Sayın Öcalan’ın yapması muhtemel açıklamasının şekline ve içeriğine dönecek olursak. Öcalan bugüne kadar açıklamalarında istikrarlı ve tutarlı olmuştur. Öcalan’ın açıklamaları özetlenecek olunursa “Ortadoğu’nun yeni jeopolitik durumu nedeniyle Kürtlerin çoklu alternatiflere sahip olduğu, kendisinin mücadele tarihi boyunca birlikte yaşam ve ortak vatandan yana tutumu olduğu. Eğer koşullar oluşturacaksa Kürt meselesinin şiddet ve çatışma zemininden, demokrasi ve hukuk zeminine çekecek teorik ve pratik iradesinin olduğunu” ifade etmiştir. Öcalan’ın örgütü de Öcalan’ın bu tutumunun kendileri için bağlayıcı olduğunu ilan ettiler. Yine ülkedeki demokratik siyaset ve demokratik toplum örgütleri de Öcalan’ın çözüm için alacağı iradeyi büyüteceklerini beyan ettiler. Dolayısıyla Öcalan’ın koşullar oluşması halinde yapacağı açıklama bir sürecin sonu değil bir sürecin başlangıcı olacaktır. Bu başlangıç Türkiye’nin demokratikleştirilmesi ve demokratik zeminde ülkenin bütün toplumsal sorunlarının çözülmesi iradesinin beyanı olacaktır. Koşullar oluşmadan Öcalan’ın yapacağı açıklamanın içeriğinin tartışılması ciddiyetten uzak olduğu gibi koşullar oluşmadan açıklama yapmasının beklenmesi hayatın olağan akışına aykırı olacaktır. Bu koşulların ilki de sayın Öcalan’ın çözüm iradesinin gerekliliği olan fiziki özgürlüğü de içerecek sağlıklı ve güvenli çalışma ortamının sağlanmasıdır. Yoksa yüzyıllık eşit ve özgür yaşamı ihlal eden demokrasi sorunu ile kırk yılı aşkın çatışma ve şiddet zemininin illüzyonla çözülmeyeceği açıktır.
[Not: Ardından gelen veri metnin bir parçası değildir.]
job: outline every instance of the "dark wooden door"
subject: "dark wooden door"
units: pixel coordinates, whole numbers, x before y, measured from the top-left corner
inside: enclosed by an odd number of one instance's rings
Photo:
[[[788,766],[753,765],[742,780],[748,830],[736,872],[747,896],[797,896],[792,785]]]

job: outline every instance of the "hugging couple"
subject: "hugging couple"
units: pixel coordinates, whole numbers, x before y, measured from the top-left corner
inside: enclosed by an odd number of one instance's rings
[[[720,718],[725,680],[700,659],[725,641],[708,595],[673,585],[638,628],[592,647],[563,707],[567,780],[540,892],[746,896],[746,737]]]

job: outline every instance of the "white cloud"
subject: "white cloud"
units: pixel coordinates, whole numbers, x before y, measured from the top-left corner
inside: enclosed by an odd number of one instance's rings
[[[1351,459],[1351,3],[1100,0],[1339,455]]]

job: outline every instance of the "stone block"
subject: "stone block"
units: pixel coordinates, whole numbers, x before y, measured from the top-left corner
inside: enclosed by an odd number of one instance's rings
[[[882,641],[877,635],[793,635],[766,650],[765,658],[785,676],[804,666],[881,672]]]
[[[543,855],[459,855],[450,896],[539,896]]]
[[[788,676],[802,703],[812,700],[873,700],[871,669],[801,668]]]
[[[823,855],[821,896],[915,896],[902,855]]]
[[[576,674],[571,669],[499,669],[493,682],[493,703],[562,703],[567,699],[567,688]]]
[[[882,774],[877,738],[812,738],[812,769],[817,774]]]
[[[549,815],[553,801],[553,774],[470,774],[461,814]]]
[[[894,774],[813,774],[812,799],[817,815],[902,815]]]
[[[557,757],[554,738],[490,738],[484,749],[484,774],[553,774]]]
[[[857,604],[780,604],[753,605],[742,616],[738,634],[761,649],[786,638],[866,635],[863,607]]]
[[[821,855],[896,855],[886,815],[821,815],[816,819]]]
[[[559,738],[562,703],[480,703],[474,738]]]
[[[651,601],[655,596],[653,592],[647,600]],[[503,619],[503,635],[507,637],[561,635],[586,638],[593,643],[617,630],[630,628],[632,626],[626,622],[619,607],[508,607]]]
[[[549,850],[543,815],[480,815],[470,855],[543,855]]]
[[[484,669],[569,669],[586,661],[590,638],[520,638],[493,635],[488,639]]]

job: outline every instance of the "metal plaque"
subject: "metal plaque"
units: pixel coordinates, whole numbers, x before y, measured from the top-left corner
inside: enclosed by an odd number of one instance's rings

Bu bağlamda Kürt halkı ve Kürt kurumları ‘yine kandırılacağız’ kaygısına veya manipülasyonlarına kapılmasınlar. Öcalan’ın özgür, eşit ve birlikte yaşamın önünü açacak iradesini büyütmenin mücadelesini vermeliler. Türkiye halkları, muhalefet partileri, sivil toplum kurumları da kendini dayatan çözümün önünü açacak cesur ve inisiyatifli tutumlar geliştirmelidirler. Devlet aklı ve hükümet de yüzyıllık bir meseleyi ‘mevzuat’ gibi inandırıcı olmayan gerekçelere heba etmemeli, sürece ciddi yaklaşmalı, demokratik, rasyonel, gerçekçi ve samimi pratiklerle eşit, özgür ve birlikte yaşamın çözümünü getirecek sürecin önünü açmalıdırlar.